Noticeably, the list of wellness features (as allowed to be facilitated by insurers under the Guidelines) focusses solely on physical wellness. The Mental Healthcare Act, 2017 requires every insurer to provide medical insurance for treatment of mental illness on the same basis as is available for physical illness. The Product Filing Guidelines read with the IRDAI's Master Circular on Standardization of Health Insurance Products dated July 22, 2020 take this objective forward, by requiring that no health insurance policy shall incorporate exclusions on treatment of mental illness, stress or psychological disorders and neurodegenerative disorders. Under this regulatory backdrop and in view of increasing awareness of mental health issues in the country, the addition of services promoting mental wellness, such as offering of discounts on therapy or counselling sessions with psychologists or issuance of redeemable vouchers for meditation sessions, etc. would have been well received.

While the Guidelines stipulate that insurers cannot accept any liability towards the quality of wellness services, insurers are mandated to ‘monitor the quality of service offered by service providers'. An additional compliance burden has been placed on insurers, which may turn out to be expensive and impractical to implement. Any guidance by the regulator on the extent of such monitoring by insurers will be helpful, as the health insurance and fitness industry partner more closely.

Globally, collaboration between insurers and wellness providers is on the rise, with start-ups cropping up to focus on improving synergies among these services providers and bringing more value to customers. Digital innovation in health insurance and allied sectors has been accelerated due to the onset of the pandemic, wherein amongst other things, health check-ups and consultations have taken on a virtual avatar. In light of this, a question arises as to whether the Guidelines allow insurers to facilitate wellness features, which are offered to users through telephonic, video or other virtual modes.
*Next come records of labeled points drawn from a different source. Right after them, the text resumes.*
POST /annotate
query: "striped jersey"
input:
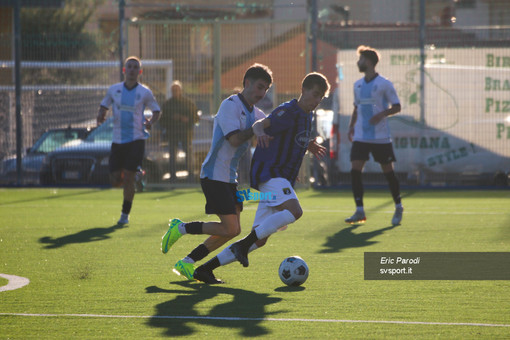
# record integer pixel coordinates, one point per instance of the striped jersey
(128, 106)
(291, 131)
(371, 98)
(234, 114)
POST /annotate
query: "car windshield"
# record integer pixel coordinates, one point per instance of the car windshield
(51, 140)
(103, 133)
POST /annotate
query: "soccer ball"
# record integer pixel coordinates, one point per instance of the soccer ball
(293, 271)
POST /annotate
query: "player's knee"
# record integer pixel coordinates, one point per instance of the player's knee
(116, 180)
(297, 212)
(232, 231)
(261, 243)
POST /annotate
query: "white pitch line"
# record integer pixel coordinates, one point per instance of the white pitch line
(398, 322)
(15, 282)
(416, 212)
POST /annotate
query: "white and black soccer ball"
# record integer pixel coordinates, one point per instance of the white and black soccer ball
(293, 271)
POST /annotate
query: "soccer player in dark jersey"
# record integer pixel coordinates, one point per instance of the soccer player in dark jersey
(274, 169)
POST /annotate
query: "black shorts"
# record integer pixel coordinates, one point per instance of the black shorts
(220, 197)
(127, 156)
(382, 153)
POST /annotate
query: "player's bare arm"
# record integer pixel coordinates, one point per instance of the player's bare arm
(242, 136)
(154, 119)
(394, 109)
(354, 117)
(316, 149)
(101, 115)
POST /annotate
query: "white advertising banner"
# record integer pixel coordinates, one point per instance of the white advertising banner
(465, 128)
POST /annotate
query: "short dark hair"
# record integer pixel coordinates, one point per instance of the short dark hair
(370, 53)
(133, 58)
(258, 71)
(316, 78)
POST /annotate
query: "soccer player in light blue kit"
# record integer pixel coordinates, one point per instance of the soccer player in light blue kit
(128, 99)
(232, 132)
(375, 99)
(274, 168)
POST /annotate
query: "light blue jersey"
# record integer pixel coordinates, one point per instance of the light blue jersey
(371, 98)
(222, 161)
(128, 106)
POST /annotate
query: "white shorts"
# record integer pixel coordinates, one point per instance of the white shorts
(281, 191)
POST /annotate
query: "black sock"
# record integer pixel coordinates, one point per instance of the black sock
(249, 240)
(199, 253)
(194, 227)
(210, 265)
(394, 186)
(126, 207)
(357, 187)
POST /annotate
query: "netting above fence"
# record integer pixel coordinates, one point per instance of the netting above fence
(457, 128)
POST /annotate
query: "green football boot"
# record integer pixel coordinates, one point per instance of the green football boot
(184, 269)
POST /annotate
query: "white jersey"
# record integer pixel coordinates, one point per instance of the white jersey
(222, 160)
(371, 98)
(128, 107)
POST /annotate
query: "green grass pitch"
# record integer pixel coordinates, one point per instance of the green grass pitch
(90, 279)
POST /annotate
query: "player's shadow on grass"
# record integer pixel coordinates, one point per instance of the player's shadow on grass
(84, 236)
(347, 238)
(243, 310)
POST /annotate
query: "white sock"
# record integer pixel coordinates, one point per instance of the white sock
(226, 256)
(271, 224)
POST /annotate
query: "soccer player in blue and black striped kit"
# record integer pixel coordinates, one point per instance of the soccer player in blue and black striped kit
(282, 141)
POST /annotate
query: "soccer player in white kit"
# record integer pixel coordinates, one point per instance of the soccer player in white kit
(128, 100)
(232, 132)
(375, 99)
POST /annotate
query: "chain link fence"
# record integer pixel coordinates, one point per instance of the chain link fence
(454, 130)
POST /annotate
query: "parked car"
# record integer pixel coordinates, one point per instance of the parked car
(86, 162)
(33, 158)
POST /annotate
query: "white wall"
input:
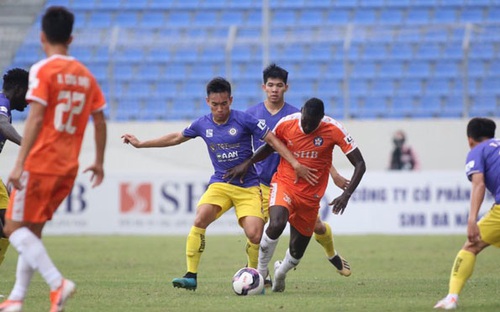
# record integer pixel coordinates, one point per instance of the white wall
(440, 144)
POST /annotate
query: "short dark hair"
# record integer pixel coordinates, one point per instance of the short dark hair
(57, 24)
(480, 128)
(315, 107)
(218, 85)
(274, 71)
(15, 77)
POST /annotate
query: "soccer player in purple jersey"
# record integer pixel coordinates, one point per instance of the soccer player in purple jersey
(228, 136)
(270, 111)
(15, 86)
(483, 170)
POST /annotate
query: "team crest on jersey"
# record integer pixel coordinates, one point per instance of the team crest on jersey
(348, 139)
(261, 124)
(318, 141)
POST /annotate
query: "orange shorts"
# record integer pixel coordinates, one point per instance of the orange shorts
(303, 211)
(39, 199)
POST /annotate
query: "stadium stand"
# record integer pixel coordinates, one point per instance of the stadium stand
(365, 58)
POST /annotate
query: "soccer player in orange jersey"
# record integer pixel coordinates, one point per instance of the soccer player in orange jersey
(311, 137)
(62, 95)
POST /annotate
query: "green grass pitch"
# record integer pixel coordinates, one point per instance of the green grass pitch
(134, 273)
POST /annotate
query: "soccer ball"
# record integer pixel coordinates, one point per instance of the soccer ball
(248, 281)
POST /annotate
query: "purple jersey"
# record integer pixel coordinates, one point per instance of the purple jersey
(485, 158)
(267, 167)
(229, 144)
(4, 110)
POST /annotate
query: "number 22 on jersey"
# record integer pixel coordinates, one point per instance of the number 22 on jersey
(71, 102)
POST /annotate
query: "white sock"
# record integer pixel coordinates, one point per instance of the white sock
(32, 250)
(23, 278)
(288, 263)
(266, 251)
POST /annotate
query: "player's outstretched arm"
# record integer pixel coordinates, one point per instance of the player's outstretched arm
(340, 203)
(171, 139)
(8, 131)
(338, 179)
(100, 135)
(32, 129)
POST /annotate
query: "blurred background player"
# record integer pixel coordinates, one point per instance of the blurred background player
(275, 85)
(311, 136)
(13, 97)
(228, 136)
(62, 94)
(483, 170)
(403, 156)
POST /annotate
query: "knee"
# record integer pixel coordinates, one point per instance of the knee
(319, 227)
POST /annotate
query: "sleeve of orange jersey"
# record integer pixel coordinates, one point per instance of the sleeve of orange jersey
(38, 90)
(343, 140)
(98, 101)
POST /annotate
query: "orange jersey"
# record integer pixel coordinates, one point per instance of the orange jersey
(70, 94)
(314, 150)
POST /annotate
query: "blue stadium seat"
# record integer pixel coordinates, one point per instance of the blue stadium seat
(446, 68)
(134, 4)
(382, 87)
(409, 87)
(429, 106)
(179, 18)
(312, 17)
(428, 50)
(149, 72)
(418, 69)
(151, 19)
(401, 51)
(205, 17)
(417, 16)
(391, 16)
(437, 86)
(445, 15)
(365, 16)
(338, 16)
(284, 17)
(232, 17)
(484, 106)
(391, 69)
(472, 15)
(127, 19)
(364, 69)
(100, 19)
(374, 51)
(164, 4)
(453, 107)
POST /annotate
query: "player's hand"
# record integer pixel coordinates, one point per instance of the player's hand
(340, 203)
(305, 173)
(97, 174)
(473, 234)
(131, 139)
(15, 178)
(340, 181)
(237, 171)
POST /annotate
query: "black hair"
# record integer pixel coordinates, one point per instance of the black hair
(274, 71)
(480, 128)
(57, 24)
(16, 77)
(315, 107)
(218, 85)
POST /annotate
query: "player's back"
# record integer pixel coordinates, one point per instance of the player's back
(69, 93)
(314, 150)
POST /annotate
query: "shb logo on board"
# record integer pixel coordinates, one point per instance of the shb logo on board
(135, 198)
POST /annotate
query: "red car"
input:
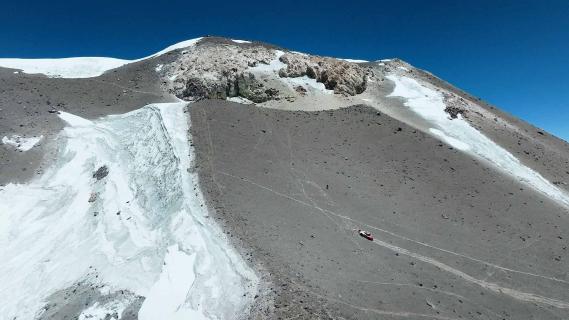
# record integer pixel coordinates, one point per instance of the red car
(366, 235)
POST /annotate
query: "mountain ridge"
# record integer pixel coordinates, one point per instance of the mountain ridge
(290, 153)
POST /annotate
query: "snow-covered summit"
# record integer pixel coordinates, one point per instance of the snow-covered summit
(80, 67)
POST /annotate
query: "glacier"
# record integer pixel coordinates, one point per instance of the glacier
(143, 228)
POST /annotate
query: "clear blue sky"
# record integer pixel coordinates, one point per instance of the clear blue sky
(514, 54)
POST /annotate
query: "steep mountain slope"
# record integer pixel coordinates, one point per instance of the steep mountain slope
(114, 209)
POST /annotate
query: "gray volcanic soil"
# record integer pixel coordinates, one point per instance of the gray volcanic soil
(292, 186)
(534, 147)
(25, 102)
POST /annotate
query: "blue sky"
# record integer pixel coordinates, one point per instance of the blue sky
(514, 54)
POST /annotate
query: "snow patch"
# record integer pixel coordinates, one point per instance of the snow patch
(354, 60)
(21, 143)
(305, 81)
(80, 67)
(273, 67)
(109, 311)
(429, 105)
(240, 100)
(84, 67)
(146, 231)
(179, 45)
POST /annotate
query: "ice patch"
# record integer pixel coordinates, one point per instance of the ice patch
(148, 211)
(167, 298)
(429, 105)
(21, 143)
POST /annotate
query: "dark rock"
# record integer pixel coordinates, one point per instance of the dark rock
(101, 173)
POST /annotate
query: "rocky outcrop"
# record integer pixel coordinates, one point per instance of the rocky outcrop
(219, 72)
(455, 105)
(223, 71)
(343, 77)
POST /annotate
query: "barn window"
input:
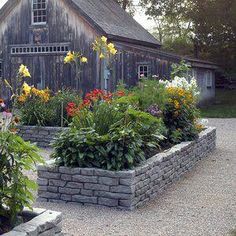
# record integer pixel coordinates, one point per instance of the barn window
(144, 70)
(39, 11)
(209, 79)
(1, 69)
(40, 49)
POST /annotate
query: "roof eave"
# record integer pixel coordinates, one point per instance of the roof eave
(133, 41)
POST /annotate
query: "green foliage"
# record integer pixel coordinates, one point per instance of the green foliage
(16, 189)
(120, 149)
(35, 111)
(109, 139)
(118, 133)
(209, 25)
(149, 92)
(180, 116)
(101, 118)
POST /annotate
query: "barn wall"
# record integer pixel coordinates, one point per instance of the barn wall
(64, 26)
(130, 56)
(207, 93)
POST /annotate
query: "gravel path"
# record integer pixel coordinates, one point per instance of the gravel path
(203, 203)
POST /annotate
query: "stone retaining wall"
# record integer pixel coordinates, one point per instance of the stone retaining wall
(123, 189)
(42, 136)
(44, 223)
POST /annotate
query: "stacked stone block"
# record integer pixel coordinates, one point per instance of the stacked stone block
(44, 223)
(42, 136)
(123, 189)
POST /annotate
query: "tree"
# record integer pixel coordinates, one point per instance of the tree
(209, 24)
(127, 5)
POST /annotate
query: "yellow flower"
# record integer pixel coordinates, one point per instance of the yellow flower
(177, 105)
(22, 98)
(104, 39)
(69, 57)
(26, 89)
(84, 59)
(102, 56)
(110, 46)
(23, 71)
(113, 51)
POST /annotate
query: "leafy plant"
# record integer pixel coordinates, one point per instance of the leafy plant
(118, 150)
(150, 92)
(15, 188)
(50, 112)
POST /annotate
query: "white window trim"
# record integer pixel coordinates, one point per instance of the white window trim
(209, 79)
(61, 48)
(32, 14)
(144, 65)
(1, 69)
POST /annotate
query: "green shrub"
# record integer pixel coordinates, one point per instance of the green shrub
(118, 150)
(16, 156)
(50, 112)
(150, 92)
(106, 138)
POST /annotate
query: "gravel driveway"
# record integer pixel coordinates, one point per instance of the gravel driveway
(203, 203)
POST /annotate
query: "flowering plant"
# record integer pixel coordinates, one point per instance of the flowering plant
(91, 99)
(181, 82)
(30, 92)
(181, 113)
(8, 119)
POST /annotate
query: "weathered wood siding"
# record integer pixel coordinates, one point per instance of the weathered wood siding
(64, 25)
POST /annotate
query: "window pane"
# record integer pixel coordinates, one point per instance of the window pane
(39, 11)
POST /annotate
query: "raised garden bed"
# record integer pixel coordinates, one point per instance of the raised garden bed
(123, 189)
(42, 136)
(43, 223)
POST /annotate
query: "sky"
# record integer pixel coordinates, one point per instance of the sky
(139, 16)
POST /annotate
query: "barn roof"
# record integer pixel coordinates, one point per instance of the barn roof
(109, 18)
(114, 21)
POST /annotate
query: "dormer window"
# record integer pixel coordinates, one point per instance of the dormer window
(39, 12)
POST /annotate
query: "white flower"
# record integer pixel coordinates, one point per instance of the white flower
(204, 122)
(183, 83)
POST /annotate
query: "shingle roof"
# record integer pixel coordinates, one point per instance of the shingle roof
(114, 21)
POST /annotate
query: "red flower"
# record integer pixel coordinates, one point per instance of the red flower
(120, 93)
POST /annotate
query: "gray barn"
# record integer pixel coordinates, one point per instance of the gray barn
(38, 33)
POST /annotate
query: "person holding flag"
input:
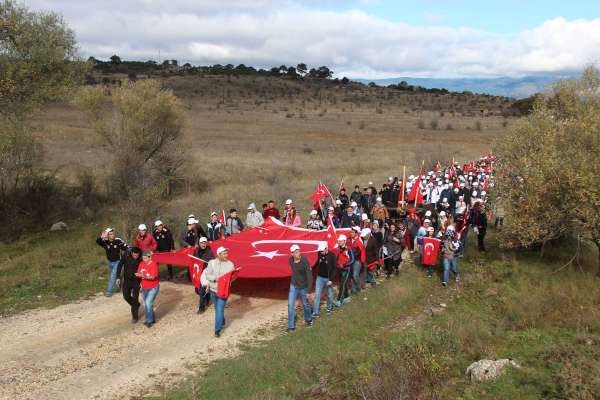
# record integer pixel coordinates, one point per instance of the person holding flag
(253, 218)
(299, 286)
(212, 280)
(450, 249)
(204, 254)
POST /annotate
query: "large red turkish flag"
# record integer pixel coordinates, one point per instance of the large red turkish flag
(431, 248)
(261, 252)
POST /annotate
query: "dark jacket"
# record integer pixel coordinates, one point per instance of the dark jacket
(326, 265)
(204, 254)
(129, 267)
(189, 237)
(113, 248)
(301, 273)
(348, 221)
(164, 240)
(372, 250)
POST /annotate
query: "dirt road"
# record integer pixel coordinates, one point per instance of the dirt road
(91, 350)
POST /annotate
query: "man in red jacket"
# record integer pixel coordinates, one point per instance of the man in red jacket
(143, 240)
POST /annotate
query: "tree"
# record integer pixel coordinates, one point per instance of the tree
(301, 68)
(38, 64)
(140, 122)
(548, 173)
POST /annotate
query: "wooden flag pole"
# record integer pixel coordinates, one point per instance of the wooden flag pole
(403, 183)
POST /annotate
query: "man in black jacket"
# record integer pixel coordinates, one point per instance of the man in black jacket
(326, 266)
(164, 241)
(204, 253)
(130, 283)
(113, 247)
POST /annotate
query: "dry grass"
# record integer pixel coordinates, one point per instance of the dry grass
(247, 138)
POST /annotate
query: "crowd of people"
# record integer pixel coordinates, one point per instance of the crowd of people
(443, 203)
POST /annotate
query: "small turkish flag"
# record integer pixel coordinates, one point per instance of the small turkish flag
(431, 248)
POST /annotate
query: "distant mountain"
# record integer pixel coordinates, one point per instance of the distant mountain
(504, 86)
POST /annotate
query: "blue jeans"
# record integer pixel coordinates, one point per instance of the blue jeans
(356, 284)
(219, 305)
(294, 293)
(112, 270)
(148, 296)
(319, 286)
(450, 265)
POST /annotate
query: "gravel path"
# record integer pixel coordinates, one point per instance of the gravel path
(91, 350)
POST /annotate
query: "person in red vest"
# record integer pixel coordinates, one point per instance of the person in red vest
(216, 269)
(148, 273)
(143, 240)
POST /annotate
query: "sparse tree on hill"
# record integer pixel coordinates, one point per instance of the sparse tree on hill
(549, 172)
(140, 122)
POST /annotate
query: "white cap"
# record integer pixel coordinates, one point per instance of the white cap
(221, 250)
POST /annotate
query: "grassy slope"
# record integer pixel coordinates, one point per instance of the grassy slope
(508, 308)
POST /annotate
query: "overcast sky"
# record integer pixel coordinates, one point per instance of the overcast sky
(358, 39)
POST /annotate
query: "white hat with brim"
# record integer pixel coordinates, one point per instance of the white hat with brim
(221, 250)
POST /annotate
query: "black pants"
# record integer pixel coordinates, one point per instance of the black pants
(480, 237)
(131, 294)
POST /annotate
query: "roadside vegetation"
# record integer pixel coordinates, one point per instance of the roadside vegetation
(400, 343)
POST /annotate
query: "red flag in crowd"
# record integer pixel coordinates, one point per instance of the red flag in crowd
(431, 248)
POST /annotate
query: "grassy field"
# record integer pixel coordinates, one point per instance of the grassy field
(508, 306)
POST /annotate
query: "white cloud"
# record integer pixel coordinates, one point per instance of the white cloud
(268, 33)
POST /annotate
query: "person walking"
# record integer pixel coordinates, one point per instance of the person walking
(148, 273)
(299, 286)
(143, 241)
(254, 218)
(345, 261)
(130, 284)
(216, 269)
(113, 246)
(450, 248)
(326, 267)
(214, 228)
(204, 253)
(164, 242)
(233, 223)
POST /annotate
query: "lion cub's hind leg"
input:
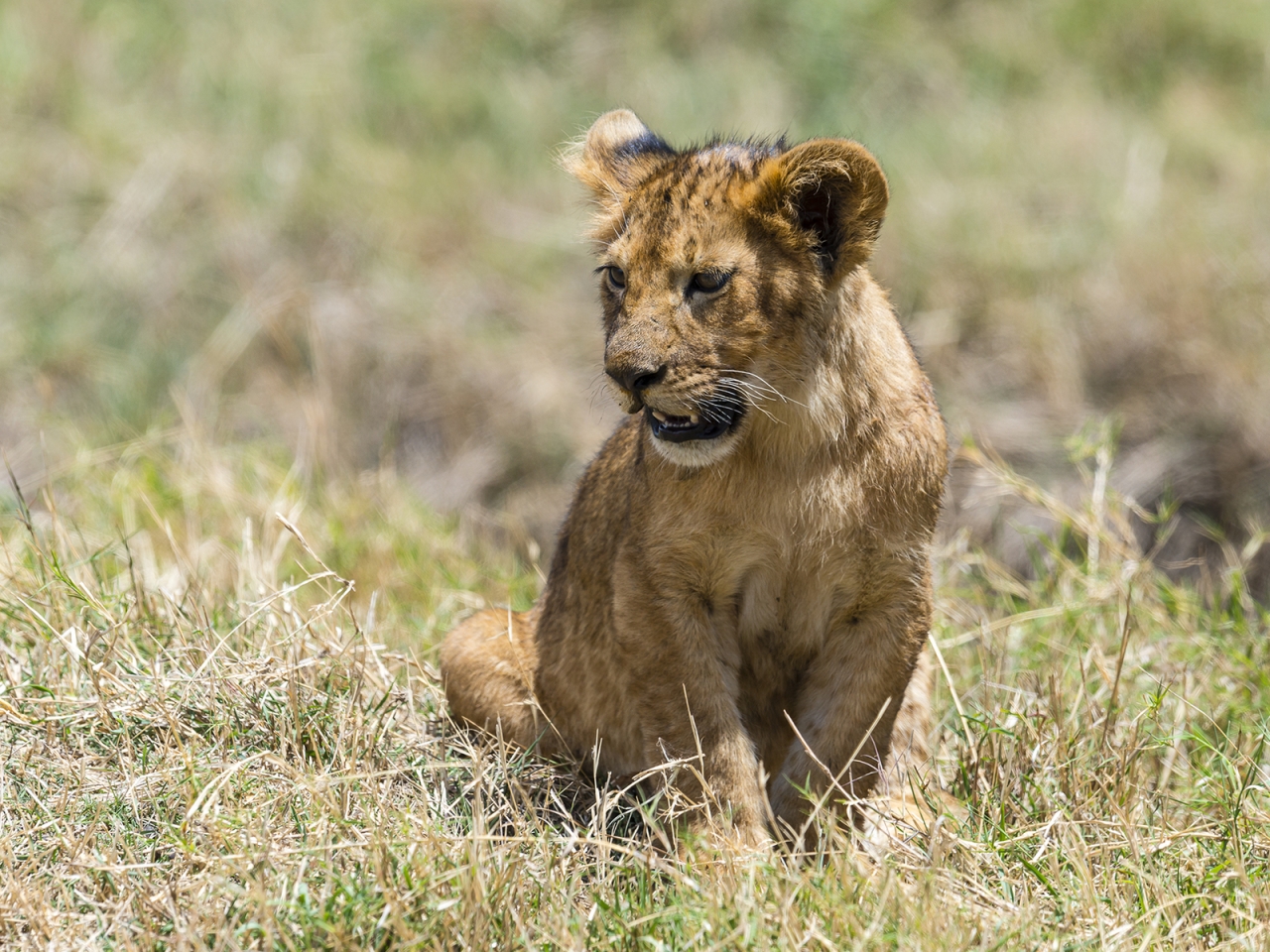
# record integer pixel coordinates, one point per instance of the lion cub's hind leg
(486, 667)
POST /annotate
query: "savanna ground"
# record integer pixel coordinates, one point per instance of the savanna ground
(209, 744)
(312, 261)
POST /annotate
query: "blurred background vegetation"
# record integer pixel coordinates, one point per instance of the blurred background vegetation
(334, 230)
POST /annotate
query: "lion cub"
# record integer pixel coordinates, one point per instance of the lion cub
(749, 551)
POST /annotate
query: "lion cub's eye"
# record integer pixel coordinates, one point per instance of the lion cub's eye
(708, 282)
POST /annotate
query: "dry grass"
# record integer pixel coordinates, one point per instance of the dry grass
(208, 746)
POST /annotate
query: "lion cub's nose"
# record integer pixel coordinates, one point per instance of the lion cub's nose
(633, 375)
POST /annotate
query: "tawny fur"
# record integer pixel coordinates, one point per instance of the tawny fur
(707, 593)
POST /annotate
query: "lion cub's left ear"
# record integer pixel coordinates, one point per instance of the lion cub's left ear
(619, 153)
(833, 194)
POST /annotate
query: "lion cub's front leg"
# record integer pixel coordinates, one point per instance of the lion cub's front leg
(686, 698)
(486, 666)
(864, 705)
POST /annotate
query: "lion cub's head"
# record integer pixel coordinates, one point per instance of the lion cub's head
(716, 268)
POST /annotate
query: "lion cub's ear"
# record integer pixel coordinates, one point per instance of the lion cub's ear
(619, 153)
(833, 193)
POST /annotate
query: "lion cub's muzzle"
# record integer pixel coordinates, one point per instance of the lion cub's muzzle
(716, 416)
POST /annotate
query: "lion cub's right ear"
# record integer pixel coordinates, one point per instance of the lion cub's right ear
(619, 153)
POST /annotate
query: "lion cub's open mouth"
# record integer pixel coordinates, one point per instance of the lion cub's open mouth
(681, 429)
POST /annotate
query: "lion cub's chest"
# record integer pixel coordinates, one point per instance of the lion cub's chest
(788, 603)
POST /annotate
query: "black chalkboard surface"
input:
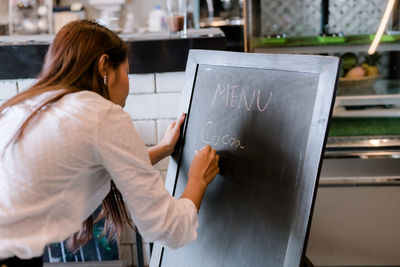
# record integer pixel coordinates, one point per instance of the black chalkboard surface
(267, 117)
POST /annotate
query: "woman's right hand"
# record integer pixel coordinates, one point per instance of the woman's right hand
(204, 165)
(202, 171)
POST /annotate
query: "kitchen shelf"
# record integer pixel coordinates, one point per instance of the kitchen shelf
(312, 45)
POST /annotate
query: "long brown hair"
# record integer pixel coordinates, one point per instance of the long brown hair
(72, 64)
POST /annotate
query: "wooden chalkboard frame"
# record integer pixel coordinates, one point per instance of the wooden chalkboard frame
(328, 70)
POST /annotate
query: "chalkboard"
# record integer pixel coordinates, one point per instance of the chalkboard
(267, 117)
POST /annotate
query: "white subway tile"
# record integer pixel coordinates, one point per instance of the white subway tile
(25, 84)
(141, 83)
(170, 81)
(162, 165)
(153, 106)
(8, 89)
(147, 130)
(162, 126)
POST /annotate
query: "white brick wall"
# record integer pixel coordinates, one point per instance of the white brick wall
(153, 106)
(170, 82)
(141, 84)
(147, 130)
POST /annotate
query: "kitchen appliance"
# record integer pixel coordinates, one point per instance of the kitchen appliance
(109, 13)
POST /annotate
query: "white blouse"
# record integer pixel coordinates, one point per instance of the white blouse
(60, 171)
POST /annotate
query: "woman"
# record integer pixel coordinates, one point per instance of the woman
(67, 145)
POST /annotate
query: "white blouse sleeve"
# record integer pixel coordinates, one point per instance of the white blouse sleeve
(158, 216)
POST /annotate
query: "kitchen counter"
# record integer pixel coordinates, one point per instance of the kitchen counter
(22, 56)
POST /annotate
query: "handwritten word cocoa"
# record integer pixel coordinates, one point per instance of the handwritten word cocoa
(226, 139)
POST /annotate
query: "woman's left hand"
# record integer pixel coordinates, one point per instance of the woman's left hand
(172, 135)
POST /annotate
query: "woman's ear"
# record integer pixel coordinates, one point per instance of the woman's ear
(103, 65)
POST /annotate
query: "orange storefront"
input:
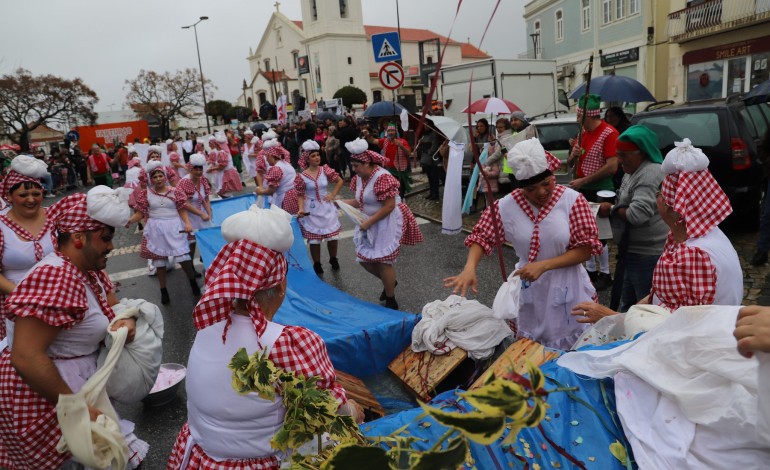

Further, while the Guidelines adequately cover wellness offerings of insurers, they are silent on the role that may be played by insurance intermediaries (particularly, insurance brokers) in facilitating wellness services for their long standing individual and corporate clients, alongside intermediation of health insurance.

All in all, the issuance of the Guidelines is a laudable move by the IRDAI. The timing of these guidelines is appropriate, in light of the coronavirus pandemic, which has made policyholders health conscious and more careful about their wellness. The new norms appear to be in sync with current fitness and wellness aspirations of Indian policyholders. It will no doubt be interesting to witness innovations catalysed as a result of flexibility introduced by the novel framework.